Mother Country examines the intricacies of mother-daughter relationships: what we inherit from our mothers, what we let go, what we hold, and what we pass on to our own children, both the visible and invisible.
As the speaker gradually loses the mother she has always known and upon whom she has always depended to early onset Parkinson's disease and mental illness, she asks herself: "How do you deal with the grief of losing someone who is still living?" The caregiving of a child to her parent is further compounded by anxiety and depression, as well as the pain of a miscarriage and the struggle to conceive once more. Her journey comes full circle when the speaker gives birth to a son and discovers the gap between the myths of motherhood and a far more nuanced reality.

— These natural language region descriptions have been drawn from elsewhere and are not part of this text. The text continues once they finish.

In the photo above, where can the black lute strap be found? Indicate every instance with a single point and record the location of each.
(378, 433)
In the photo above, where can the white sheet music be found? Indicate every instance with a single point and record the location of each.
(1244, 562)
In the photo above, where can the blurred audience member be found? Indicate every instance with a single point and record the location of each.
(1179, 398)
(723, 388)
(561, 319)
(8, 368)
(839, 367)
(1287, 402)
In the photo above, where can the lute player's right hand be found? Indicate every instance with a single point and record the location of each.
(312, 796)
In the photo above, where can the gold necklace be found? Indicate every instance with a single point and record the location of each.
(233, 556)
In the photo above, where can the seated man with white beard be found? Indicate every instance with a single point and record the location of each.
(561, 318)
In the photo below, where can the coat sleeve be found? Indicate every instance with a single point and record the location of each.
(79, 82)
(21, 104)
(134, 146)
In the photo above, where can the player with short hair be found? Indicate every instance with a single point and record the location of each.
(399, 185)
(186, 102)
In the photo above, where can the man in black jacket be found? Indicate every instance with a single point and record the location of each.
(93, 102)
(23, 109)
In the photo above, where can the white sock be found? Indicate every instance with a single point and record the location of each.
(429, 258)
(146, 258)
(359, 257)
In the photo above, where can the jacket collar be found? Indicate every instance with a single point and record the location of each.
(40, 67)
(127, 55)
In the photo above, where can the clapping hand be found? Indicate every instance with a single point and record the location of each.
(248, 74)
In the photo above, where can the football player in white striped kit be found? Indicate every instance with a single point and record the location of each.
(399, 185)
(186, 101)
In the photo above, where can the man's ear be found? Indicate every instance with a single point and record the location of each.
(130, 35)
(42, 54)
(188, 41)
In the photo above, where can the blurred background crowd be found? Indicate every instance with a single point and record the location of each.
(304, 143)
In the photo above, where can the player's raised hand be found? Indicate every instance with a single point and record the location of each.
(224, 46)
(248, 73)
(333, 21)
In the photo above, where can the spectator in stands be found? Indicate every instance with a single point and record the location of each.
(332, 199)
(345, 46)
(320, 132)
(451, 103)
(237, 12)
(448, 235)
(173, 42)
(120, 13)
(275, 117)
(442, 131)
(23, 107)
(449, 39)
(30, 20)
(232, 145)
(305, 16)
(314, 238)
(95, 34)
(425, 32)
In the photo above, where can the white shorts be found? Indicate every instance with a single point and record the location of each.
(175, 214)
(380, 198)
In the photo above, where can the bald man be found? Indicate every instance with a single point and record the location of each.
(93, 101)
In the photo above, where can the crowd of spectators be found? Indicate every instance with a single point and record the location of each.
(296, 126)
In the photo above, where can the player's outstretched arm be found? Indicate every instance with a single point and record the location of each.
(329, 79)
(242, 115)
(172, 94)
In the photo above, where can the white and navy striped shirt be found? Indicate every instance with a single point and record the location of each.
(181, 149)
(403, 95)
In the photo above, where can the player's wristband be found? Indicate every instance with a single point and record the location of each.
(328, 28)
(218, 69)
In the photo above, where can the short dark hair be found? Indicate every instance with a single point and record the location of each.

About the Author: Elana Bell is a poet, sound practitioner, and sacred creative. Her debut poetry collection, Eyes, Stones (Louisiana State University Press 2012), was selected by Fanny Howe as winner of the 2011 Walt Whitman Award from the Academy of American Poets. Her writing has appeared in Harvard Review, Massachusetts Review, AGNI, Barrow Street, and elsewhere. She is the recipient of grants and fellowships from the Jerome Foundation, the Edward Albee Foundation, the Brooklyn Arts Council, the AROHO Foundation, and the Drisha Institute. She was a finalist for the inaugural Freedom Plow Award for Poetry & Activism from Split This Rock, an award that recognizes and honors a poet who is doing innovative and transformative work at the intersection of poetry and social change.
Elana leads creative writing workshops for women, seniors, educators and youths in Israel and Palestine, and throughout the five boroughs of New York City. She has taught her acclaimed Writing Toward Peace curriculum internationally with Seeds of Peace, the Tent of Nations, and Encounter, offering transformative creative writing workshops to support dialogue and peacebuilding for educators and community members from regions in conflict. Elana currently teaches poetry to actors at The Juilliard School, and sings with the Resistance Revival Chorus, a group of women activists and musicians committed to bringing joy and song to the resistance movement. She lives with her husband and son in Brooklyn.